A short in-person meeting was held at the 2022 International Radiation Symposium to discuss progress and priorities for ways forward in our collaboration.
- Robin Hogan's talk on results of the CKDMIP intercomparison so far is here
- As of July 2022, the entire CKDMIP dataset including the Evaluation-2 spectra (previously withheld) are available from https://dissemination.ecmwf.int/ecpds/home/ckdmip/
- Results from MSTRN, PSLACKD, RRTMGP and PyKdis have also recently been added to the CKDMIP results pages
In terms of priorities for then next steps, we agreed that the results so far raised important questions about how best to generate gas-optics schemes, and that we should address these before, say, starting to look at cloudy conditions. Specifically:
- We should list the steps involved in creating CKD models, and study in detail the impact of different methodologies in each of these steps. The How CKD Tools Work page has a brief summary of how our tools work, and could form a basis for this. It would be useful if models who have not yet submitted information for this page could do so.
- What is the best way to spectrally average absorption coefficients to k terms, and what is the impact of different averaging techniques for the various tools?

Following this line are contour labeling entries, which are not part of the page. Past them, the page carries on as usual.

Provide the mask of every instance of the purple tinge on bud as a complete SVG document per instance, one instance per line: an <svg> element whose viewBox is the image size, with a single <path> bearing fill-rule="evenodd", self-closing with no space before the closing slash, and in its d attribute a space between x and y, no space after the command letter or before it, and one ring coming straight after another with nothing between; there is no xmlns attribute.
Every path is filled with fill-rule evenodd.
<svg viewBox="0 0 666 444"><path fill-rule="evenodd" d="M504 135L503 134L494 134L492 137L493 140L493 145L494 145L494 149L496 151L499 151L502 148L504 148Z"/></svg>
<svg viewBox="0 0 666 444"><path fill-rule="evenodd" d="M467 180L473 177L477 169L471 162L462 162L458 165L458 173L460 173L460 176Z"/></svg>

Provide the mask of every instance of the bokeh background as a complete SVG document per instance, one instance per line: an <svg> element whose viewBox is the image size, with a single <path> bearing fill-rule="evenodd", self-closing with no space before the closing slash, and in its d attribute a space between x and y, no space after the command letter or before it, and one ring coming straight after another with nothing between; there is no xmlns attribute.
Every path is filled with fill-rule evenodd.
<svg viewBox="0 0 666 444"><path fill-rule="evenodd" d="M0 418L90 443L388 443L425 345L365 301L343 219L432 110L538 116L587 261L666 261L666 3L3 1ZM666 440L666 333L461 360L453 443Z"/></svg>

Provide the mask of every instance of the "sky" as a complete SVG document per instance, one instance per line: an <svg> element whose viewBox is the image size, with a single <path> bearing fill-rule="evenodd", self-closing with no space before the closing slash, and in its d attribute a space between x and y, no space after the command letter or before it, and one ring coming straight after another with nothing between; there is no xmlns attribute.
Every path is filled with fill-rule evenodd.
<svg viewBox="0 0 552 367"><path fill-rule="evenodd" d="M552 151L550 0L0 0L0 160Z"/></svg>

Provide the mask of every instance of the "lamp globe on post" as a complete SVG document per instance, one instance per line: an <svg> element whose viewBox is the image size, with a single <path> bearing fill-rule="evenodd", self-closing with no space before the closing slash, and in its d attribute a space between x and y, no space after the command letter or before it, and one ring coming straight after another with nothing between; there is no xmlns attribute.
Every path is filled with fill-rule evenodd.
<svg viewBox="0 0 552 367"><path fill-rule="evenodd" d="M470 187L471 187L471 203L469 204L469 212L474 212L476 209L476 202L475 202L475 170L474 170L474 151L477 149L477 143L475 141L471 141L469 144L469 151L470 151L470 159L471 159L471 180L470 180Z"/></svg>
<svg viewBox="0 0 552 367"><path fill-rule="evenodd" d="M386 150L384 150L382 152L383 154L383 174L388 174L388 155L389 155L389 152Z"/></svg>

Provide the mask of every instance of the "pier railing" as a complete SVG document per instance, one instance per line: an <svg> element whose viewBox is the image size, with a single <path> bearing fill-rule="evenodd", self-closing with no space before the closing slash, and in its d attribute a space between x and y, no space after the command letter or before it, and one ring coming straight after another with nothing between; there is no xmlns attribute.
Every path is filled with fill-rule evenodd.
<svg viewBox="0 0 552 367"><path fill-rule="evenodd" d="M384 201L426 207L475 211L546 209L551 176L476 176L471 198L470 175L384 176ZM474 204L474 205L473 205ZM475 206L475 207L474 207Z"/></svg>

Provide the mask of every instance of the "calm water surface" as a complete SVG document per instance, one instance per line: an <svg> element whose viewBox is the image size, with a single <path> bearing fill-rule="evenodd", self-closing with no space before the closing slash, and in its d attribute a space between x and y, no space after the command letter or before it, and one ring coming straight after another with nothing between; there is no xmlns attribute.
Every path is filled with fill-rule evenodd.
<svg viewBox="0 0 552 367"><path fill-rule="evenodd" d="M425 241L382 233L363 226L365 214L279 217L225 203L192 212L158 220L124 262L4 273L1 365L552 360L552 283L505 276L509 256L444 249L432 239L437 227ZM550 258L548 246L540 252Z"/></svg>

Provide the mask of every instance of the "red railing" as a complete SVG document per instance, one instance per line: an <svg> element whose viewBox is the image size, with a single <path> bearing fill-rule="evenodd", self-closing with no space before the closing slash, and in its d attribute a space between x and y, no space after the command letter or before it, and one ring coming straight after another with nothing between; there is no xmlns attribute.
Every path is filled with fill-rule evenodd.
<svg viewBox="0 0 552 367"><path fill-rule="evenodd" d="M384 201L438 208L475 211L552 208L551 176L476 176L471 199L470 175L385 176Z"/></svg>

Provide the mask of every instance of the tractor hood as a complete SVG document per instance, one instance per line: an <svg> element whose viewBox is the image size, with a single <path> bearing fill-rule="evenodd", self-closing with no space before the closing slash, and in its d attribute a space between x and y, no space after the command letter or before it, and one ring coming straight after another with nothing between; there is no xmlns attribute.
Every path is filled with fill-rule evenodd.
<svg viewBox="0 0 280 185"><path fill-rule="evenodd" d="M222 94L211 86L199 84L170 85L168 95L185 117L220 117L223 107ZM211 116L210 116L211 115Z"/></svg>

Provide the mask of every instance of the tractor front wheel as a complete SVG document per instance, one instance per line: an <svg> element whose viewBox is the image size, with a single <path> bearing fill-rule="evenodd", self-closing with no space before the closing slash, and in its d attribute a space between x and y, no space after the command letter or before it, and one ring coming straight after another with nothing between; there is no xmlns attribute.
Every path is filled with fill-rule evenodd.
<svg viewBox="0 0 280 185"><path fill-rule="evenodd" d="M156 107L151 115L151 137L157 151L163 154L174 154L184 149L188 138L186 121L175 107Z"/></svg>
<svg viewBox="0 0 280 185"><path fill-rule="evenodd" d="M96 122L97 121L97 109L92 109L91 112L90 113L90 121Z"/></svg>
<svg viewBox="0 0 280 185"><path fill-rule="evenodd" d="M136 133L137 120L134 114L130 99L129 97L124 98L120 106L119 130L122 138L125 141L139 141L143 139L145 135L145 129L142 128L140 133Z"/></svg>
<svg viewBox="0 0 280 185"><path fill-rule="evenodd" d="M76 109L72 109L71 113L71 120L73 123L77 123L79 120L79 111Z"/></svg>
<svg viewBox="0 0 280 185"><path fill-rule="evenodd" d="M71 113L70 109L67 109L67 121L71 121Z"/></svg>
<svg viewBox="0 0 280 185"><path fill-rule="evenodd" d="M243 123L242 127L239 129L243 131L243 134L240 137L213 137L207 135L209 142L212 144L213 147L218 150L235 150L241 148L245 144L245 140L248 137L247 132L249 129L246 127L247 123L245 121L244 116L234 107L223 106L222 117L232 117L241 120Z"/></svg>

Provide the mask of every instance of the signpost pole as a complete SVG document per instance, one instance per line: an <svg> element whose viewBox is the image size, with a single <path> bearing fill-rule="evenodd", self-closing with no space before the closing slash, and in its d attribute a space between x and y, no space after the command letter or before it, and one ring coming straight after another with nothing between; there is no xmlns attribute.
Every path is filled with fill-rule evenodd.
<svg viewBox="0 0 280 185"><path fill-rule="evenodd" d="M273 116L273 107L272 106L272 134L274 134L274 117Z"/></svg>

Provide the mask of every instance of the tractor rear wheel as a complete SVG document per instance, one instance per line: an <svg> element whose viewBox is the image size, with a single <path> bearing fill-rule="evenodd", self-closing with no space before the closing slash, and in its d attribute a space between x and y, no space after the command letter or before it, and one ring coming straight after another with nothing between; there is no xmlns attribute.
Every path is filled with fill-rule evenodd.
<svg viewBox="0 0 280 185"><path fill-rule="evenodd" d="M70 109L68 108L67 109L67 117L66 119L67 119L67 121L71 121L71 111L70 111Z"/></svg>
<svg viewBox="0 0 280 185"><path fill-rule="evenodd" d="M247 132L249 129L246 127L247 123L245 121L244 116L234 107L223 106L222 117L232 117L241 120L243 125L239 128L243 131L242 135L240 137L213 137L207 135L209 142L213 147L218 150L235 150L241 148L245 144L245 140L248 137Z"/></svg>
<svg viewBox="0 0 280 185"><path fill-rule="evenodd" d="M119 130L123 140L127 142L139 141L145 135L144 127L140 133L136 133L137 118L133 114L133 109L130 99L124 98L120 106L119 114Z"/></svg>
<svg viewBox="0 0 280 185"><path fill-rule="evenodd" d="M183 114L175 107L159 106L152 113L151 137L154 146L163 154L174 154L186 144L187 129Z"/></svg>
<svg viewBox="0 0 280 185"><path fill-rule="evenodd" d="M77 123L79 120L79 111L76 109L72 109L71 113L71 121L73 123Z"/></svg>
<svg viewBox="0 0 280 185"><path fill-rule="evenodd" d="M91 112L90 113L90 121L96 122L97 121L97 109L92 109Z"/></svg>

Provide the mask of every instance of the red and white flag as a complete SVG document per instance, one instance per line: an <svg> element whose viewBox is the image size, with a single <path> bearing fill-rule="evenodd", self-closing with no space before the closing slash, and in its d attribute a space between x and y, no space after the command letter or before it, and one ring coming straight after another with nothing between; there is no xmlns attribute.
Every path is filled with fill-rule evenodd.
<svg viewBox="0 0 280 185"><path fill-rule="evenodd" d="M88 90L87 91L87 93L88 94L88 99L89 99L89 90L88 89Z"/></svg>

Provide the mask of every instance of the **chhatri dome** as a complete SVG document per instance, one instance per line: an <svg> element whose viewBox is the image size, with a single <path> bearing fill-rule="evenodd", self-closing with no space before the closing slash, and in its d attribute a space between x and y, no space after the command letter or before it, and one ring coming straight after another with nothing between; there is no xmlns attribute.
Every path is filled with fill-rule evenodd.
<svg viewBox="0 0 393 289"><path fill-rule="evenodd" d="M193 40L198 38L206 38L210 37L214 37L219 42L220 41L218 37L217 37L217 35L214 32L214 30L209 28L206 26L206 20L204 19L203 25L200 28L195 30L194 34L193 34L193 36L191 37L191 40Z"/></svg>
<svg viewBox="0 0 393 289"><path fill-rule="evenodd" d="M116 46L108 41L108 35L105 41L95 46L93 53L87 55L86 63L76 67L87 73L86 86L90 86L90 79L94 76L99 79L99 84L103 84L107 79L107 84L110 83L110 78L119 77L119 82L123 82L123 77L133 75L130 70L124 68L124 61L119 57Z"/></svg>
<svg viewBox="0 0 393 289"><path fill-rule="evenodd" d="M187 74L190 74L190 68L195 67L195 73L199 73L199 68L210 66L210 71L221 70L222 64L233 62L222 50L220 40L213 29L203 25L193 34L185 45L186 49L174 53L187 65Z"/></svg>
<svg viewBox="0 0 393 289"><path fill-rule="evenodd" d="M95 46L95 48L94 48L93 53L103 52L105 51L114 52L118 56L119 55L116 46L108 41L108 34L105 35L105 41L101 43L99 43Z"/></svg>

- A quick study of the impact on longwave ecCKD models is shown here, implying that the best method amongst those tried is to average the transmission across an equivalent atmospheric layer over which pressure changes by a factor of 3 (although ecCKD's subsequent optimization step was found to be crucial).
- A recent paper by Webb, Solovjov and André suggests that the optimal approach is the geometric mean of the absorption coefficients at the bounds of the spectral interval in g space, i.e. kopt = sqrt(k1 x k2) = exp((ln k1 + ln k2)/2). This is similar to logarithmic averaging, but only considers the bounds of the spectral interval.
- Is there a fundamental limit to the accuracy of correlated-k models even with large numbers of k terms? This is implied by Slide 11 or Robin's ecCKD talk, and in some other talks, and is likely due to the inability to represent the imperfect rank correlation of spectra at different heights. It would be useful if CKDMIP participants could submit models with quite large numbers of k terms (ideally all using the same "narrow" band structure) so that we can see if this fundamental limit is reached in all models, and whether the limiting accuracy is similar between models. What can we do about it? SOCRATES has a method to treat imperfect correlation in height - can this be shared and applied by other tools?
- Other crucial aspects are the way spectra are sorted (either separately per pressure/temperature/gas or with a single sorting per gas) and the treatment of gas overlap. Can we test different approaches using the same tool?
- It would be great to have some more submissions from different tools, ideally using at least the "narrow" band structure.
Other items raised at the meeting were:
- Can we extend the CKDMIP line-by-line database to more profiles? We currently only have 100 base profiles (nominally 50 for training and 50 for evaluation) of temperature, water vapour and ozone, and this is not enough to fill parameter space in the training. Extending to more profiles is possible but somewhat laborious. There might be a case to use the RFMIP method to select the profiles according to some criteria such as global coverage/representativity, or covering extreme values of each variable.
- What is the impact of vertical resolution? The LBL datasets typically use 10 points per decade of pressure - is this enough?
- Can we extend the dataset spectrally to the far UV, e.g. the 100-200 nm range? We would only need O2, O3 and Rayleigh, and this would cover a region important for photolysis.